Kamis, 28 Juni 2018

Myanmar Pecat Jenderal yang Pimpin Operasi Terhadap Rohingya




Myanmar Pecat Jenderal yang Pimpin Operasi Terhadap Rohingya
Myanmar memecat jenderal yang memimpin operasi terhadap Rohingya. Foto/Istimewa



NAYPYIDAW - Myanmar memecat seorang jenderal yang diduga telam memimpin operasi brutal terhadap Muslim Rohingya tahun lalu. Pemecatan ini dilakukan di bawah tekanan dari Kanada dan Uni Eropa (UE).

Militer Myanmar mengumumkan telah memecat Mayor Jenderal Maung Maung Soe. Meski begitu, militer Myanmar memecat Soe bukan untuk alasan operasi terhadap Muslim Rohingya namun atas kelalaian.

"Soe menunjukkan kelemahan dalam menghadapi serangan militan terhadap pos-pos polisi di negara bagian Rakhine barat pada tahun 2016 dan 2017," demikian pernyataan dari kantor komando dinas layanan pertahanan, Min Aung Hlaing, seperti dikutip dari Washington Post, Selasa (26/6/2018).

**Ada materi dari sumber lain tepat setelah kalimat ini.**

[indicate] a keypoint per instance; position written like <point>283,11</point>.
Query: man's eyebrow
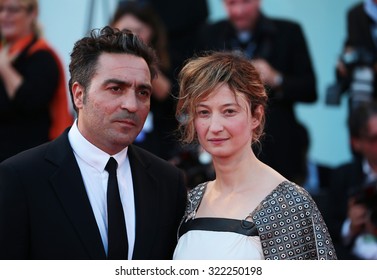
<point>127,83</point>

Menurut pernyataan dari kantor panglima tertinggi Myanmar, Maung Maung Soe gagal menanggapi serangan teroris yang diluncurkan pada Oktober 2016 dan Agustus 2017 oleh Arakan Rohingya Salvation Army (ARSA). ARSA adalah kelompok militan yang pertama kali muncul dua tahun lalu yang berjuang atas nama kaum Rohingya yang terpinggirkan.

Pernyataan itu mencatat bahwa militer tidak menemukan kesalahan apa pun terhadap jenderal itu ketika ia melakukan tugas-tugas normalnya. Tetapi selama serangan itu ia menunjukkan kekurangan dalam merespon tepat waktu terhadap peringatan dini penggunaan kekerasan dan tindakan tanpa hukum oleh ARSA.

Meski begitu, pengumuman ini disambut negatif oleh kelompok hak asasi manusia. Mereka menginginkan sanksi ditambah dengan tindakan oleh Mahkamah Pidana Internasional untuk mengakhiri impunitas jangka panjang bagi militer Myanmar. Pengadilan pekan lalu memberi Myanmar waktu hingga 27 Juli untuk menanggapi permintaan penuntutan bahwa mereka mempertimbangkan untuk mendengarkan kasus dugaan deportasi Rohingya dari Myanmar ke Bangladesh.

"Pengunduran diri ini - disengaja atau dipaksakan - tidak mewakili pertanggungjawaban nyata atas kekejaman yang dilakukan oleh tentara dan pasukan keamanan yang diperintahkan, dalam hal ini, oleh Maung Maung Soe atau Aung Kyaw Zaw," kata Richard Weir, peneliti Myanmar untuk Human Rights Watch.

"Selain itu, belum ada pengakuan bahwa orang-orang ini bertanggung jawab atas kekejaman yang dilakukan oleh pasukan di bawah mereka, dengan tindakan kelalaian atau perintah langsung," sambung Weir.

“Para korban kekejaman ini layak mendapatkan jawaban dan mereka berhak mendapatkan beberapa ukuran keadilan. Mereka layak meminta orang-orang ini bertanggung jawab, bukan pensiun yang enak,” tukasnya.

Keputusan itu datang tak lama setelah UE dan Kanada mengumumkan sanksi terhadap Maung Maung Soe dan enam perwira militer serta perwira polisi di Myanmar. Kanada dan UE membekukan aset dan memberlakukan larang bepergian kepada ketujuh perwira tersebut yang terdiri dari lima jenderal militer, seorang jenderal perbatasan, dan seorang komanda polisi.

Kanada sebelumnya memberi sanksi kepada Maung Maung Soe pada bulan Februari di bawah tindakan yang berbeda. Pernyataan militer Myanmar tidak menyebutkan sanksi.

“Kanada dan komunitas internasional tidak dapat diam. Ini adalah pembersihan etnis. Ini adalah kejahatan terhadap kemanusiaan," kata Menteri Luar Negeri Kanada Chrystia Freeland.

Militer Myanmar telah mempertahankan bahwa apa yang mereka sebut sebagai "operasi pembebasan" sebagai respons yang sah terhadap serangan Agustus lalu. Pernyataan ini sebagian besar telah dianut oleh pemerintah sipil Aung San Suu Kyi dan sejumlah besar orang Myanmar. 

Etnis Rohingya sangat diremehkan di Myanmar, di mana mereka dipandang sebagai imigran gelap. Kampanye ini mendukung popularitas militer, yang mundur dari pemerintahan langsung negara itu pada tahun 2011.